The district court granted PP & L’s motion to dismiss SER’s antitrust claims for failure to state a claim upon which relief can be granted and declined to exercise supplemental jurisdiction over SER’s pendent state law claims. We must decide whether SER has adequately pled antitrust injury. We find that by agreement and by law, SER is PP & L’s supplier, not PP & L’s competitor, and that PP & L’s generation curtailment policy does not create an injury of the type the antitrust laws were intended to prevent. We will affirm.

I.

Under the Federal Power Act, 16 U.S.C. § 791a et seq., any person who owns or operates facilities used to transmit or sell electric energy in interstate commerce is subject to the jurisdiction and regulatory power of the Federal Energy Regulatory Commission (“FERC”). 16 U.S.C. § 824. In 1978, Congress amended the Federal Power Act by passing the Public Utility Regulatory Policies Act of 1978 (“PURPA”). Congress passed PURPA to encourage the development of alternative energy sources in an effort to reduce United States’ dependence on foreign oil. Congress believed that the development of alternative energy sources was impeded by the reluctance of traditional electric utilities to purchase energy from and sell energy to non-traditional facilities as well as by the substantial financial burdens imposed on non-traditional facilities by pervasive federal and state regulation. See FERC v. Mississippi, 456 U.S. 742, 750-51, 102 S.Ct. 2126, 2132-33, 72 L.Ed.2d 532 (1982) (citing legislative history of PURPA).

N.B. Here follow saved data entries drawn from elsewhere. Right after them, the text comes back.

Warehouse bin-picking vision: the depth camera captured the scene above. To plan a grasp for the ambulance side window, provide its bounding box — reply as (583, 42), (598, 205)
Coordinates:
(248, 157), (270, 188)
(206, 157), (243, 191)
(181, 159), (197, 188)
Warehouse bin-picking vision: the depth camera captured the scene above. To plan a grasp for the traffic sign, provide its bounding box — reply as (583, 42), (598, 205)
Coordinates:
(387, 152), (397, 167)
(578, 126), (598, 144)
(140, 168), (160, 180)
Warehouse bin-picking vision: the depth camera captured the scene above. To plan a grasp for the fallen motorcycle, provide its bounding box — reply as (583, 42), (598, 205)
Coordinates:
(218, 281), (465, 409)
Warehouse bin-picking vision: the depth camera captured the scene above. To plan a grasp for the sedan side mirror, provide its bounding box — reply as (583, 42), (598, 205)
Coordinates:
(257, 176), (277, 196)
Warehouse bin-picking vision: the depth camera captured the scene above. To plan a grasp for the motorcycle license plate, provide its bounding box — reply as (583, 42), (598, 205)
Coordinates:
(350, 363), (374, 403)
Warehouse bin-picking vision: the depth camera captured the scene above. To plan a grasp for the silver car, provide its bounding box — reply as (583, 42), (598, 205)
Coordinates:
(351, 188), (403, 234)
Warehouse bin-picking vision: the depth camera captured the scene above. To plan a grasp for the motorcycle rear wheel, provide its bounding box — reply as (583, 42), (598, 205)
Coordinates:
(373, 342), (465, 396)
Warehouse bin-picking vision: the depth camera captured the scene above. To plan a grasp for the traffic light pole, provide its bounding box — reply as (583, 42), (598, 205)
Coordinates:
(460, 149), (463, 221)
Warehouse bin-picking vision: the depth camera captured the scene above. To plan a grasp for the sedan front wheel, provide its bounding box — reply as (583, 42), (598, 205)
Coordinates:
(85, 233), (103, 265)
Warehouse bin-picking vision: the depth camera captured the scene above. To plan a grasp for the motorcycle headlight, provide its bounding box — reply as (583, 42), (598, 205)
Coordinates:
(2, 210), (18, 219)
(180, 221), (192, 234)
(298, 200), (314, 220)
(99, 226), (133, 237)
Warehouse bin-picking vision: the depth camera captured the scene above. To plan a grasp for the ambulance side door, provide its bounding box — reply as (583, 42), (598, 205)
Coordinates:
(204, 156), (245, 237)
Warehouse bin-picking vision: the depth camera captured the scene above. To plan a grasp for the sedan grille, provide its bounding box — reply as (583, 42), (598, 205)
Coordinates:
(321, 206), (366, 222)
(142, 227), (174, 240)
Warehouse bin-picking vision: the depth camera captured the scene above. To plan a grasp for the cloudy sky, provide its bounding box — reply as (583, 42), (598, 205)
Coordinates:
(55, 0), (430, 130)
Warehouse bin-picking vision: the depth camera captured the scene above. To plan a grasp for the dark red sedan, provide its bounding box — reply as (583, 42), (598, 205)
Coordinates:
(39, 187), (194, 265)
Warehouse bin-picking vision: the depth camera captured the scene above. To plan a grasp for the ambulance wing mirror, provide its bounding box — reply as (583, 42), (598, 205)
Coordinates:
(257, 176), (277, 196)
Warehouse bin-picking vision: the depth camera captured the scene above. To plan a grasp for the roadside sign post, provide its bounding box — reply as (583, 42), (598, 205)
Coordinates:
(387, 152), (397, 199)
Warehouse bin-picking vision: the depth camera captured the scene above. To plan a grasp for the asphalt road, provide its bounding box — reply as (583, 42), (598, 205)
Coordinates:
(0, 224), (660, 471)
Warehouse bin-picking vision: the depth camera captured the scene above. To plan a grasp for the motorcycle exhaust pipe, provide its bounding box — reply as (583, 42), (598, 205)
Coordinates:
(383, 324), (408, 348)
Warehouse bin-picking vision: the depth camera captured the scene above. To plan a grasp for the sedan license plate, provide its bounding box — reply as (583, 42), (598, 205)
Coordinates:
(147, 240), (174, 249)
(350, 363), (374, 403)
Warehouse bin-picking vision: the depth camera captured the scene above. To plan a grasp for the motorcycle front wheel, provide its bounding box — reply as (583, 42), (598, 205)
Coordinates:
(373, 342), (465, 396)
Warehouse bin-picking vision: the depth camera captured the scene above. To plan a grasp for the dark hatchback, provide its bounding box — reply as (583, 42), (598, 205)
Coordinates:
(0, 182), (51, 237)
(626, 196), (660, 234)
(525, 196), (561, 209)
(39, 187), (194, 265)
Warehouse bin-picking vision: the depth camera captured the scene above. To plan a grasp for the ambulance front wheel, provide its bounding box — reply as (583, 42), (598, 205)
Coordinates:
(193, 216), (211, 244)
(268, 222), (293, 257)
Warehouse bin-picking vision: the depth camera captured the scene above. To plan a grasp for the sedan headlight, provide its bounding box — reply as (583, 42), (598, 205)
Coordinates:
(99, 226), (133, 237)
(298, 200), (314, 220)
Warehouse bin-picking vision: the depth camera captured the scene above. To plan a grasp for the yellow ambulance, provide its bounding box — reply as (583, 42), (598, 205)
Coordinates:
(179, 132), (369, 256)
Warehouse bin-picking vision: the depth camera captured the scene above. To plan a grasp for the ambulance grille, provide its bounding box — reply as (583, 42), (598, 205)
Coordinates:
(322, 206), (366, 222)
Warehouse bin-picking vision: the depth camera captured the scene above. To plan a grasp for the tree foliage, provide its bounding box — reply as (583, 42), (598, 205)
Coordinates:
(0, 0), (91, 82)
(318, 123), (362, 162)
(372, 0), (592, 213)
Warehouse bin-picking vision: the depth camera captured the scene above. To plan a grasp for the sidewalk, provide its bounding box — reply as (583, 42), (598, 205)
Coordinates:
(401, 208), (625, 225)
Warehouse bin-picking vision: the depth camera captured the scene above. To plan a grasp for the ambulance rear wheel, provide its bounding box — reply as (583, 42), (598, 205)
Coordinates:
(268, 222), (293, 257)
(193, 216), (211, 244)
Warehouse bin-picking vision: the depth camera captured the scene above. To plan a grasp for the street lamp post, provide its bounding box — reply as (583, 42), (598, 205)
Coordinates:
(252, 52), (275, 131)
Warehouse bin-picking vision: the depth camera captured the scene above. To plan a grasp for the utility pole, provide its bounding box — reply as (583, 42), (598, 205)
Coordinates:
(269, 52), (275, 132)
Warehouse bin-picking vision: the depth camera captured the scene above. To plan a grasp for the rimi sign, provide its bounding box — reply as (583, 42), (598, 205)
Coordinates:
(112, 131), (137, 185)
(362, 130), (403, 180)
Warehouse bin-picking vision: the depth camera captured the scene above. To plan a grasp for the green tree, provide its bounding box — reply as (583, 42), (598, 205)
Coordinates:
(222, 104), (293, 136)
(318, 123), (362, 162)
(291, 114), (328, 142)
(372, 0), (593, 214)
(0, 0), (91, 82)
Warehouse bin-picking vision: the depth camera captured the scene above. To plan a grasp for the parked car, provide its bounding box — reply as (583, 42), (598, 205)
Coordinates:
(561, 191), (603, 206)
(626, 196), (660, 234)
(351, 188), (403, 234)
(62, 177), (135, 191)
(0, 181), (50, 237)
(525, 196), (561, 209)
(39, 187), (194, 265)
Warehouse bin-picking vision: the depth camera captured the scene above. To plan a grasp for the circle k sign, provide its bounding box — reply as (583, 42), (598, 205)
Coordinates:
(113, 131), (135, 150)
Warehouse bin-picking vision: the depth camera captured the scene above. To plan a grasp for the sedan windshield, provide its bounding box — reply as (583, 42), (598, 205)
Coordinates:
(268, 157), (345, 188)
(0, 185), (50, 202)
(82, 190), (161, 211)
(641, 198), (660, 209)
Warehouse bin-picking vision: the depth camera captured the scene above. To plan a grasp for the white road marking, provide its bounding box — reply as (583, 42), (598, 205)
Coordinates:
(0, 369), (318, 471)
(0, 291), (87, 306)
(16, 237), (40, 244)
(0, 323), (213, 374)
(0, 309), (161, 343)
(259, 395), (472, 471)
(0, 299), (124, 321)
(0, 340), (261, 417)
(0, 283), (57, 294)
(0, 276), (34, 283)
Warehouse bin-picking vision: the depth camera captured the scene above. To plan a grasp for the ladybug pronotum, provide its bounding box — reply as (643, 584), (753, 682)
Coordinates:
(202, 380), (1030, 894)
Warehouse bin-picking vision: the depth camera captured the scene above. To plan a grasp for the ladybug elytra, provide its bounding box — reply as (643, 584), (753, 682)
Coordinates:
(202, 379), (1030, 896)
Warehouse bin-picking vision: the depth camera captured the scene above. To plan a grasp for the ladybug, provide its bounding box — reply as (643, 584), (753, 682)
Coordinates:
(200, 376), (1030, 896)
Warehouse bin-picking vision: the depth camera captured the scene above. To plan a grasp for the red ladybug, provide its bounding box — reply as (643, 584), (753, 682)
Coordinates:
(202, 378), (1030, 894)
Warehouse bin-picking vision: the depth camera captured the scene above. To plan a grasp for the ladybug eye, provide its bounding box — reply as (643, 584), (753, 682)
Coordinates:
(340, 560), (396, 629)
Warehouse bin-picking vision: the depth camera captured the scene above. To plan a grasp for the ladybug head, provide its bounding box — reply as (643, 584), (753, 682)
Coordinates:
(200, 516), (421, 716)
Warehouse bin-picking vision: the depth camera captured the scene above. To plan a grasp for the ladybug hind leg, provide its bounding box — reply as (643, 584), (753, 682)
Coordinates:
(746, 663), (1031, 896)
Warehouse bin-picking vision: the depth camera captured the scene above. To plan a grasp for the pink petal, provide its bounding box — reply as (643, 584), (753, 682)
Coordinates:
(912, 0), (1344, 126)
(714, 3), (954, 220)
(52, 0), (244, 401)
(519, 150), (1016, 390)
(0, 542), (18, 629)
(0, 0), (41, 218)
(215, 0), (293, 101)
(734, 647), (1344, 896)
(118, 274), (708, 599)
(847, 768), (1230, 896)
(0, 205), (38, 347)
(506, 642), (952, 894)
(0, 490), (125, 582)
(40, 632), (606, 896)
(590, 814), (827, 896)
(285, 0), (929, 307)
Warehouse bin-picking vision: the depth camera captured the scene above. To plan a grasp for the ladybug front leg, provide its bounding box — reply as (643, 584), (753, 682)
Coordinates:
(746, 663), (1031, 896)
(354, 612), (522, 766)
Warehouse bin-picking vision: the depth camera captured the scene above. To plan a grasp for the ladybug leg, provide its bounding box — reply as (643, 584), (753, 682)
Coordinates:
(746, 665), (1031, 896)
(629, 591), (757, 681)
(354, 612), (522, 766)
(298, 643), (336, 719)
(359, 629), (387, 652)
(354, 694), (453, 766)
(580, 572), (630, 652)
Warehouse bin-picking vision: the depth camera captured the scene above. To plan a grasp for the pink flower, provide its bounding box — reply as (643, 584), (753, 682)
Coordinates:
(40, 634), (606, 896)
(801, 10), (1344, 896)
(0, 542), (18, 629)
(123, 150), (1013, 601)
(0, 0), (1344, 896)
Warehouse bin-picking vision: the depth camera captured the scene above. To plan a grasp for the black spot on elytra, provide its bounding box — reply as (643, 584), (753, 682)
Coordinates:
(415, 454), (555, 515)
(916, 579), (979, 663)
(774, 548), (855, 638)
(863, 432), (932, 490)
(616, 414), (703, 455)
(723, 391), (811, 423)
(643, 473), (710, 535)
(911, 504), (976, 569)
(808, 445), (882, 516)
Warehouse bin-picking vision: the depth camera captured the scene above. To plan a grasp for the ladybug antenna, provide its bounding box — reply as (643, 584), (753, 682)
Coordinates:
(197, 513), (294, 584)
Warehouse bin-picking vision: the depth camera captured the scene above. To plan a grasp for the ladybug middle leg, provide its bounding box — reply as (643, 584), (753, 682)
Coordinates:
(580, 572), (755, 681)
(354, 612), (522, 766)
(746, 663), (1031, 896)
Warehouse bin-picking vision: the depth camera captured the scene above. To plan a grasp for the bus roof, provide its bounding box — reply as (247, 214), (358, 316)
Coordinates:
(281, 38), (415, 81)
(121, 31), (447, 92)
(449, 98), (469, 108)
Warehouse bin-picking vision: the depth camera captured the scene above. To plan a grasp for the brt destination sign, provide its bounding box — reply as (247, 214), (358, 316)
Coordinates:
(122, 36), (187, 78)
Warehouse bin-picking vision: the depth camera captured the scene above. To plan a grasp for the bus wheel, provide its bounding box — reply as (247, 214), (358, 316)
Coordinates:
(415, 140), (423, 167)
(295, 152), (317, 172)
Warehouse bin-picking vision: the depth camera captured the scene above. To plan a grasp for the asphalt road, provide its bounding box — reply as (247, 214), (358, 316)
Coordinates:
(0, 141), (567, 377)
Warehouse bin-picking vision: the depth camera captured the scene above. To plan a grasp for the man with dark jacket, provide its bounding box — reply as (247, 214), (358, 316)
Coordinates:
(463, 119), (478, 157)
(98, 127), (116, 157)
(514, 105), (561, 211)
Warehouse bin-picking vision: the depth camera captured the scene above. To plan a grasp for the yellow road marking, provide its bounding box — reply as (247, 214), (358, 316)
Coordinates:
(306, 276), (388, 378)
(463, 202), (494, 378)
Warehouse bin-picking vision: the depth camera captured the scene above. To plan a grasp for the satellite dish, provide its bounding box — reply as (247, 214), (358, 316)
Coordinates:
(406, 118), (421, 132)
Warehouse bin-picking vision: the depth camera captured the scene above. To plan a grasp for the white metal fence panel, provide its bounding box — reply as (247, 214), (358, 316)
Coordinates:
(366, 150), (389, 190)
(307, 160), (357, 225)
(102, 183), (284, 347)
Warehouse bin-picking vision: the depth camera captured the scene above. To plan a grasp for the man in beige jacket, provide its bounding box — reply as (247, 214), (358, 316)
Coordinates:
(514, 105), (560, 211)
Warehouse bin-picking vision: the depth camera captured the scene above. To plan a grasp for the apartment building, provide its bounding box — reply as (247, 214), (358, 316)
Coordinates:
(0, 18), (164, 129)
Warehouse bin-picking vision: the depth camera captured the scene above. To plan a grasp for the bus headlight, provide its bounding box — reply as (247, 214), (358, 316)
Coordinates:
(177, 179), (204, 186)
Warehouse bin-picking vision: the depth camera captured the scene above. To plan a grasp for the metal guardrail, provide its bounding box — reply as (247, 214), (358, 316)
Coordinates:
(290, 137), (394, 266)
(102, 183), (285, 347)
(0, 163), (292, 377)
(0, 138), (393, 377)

To further this goal, PURPA requires electric utilities to purchase electric energy produced by independent power producers operating so-called “qualifying cogeneration facilities.” See 16 U.S.C. §§ 796(18)(B), 824a-3. Congress directed FERC to promulgate rules and regulations governing the terms of such purchases and sales, and state agencies such as the Pennsylvania Public [411]*411Utility Commission (“PUC”) are empowered to regulate the facilities and approve the contracts covered by PURPA. See 16 U.S.C. § 824a-3(f); 18 C.F.R. pt. 292.1

II.2

SER is an independent power producer that owns and operates an anthracite coal refuse-fired cogeneration plant in Shenandoah, Pennsylvania. The plant is a qualifying facility under PURPA, the Federal Power Act, and PUC regulations. See 16 U.S.C. § 796(18); 18 C.F.R. pt. 292; 52 Pa.Code § 57.31.3

PP & L is an electric utility chiefly reliant on coal-burning and nuclear power sources. PP & L services Allentown, Pennsylvania, and surrounding areas. PP & L is regulated by the PUC. PP & L is a member of the Pennsylvania-New Jersey-Maryland Interconnection (“PJM”), a power pool maintained by an unincorporated association of approximately eight member electric utilities located in Pennsylvania, New Jersey, Maryland, Delaware and Washington, D.C. PJM member companies sell excess electric generation capacity to PJM, which is then sold to other PJM member companies or to other power pools.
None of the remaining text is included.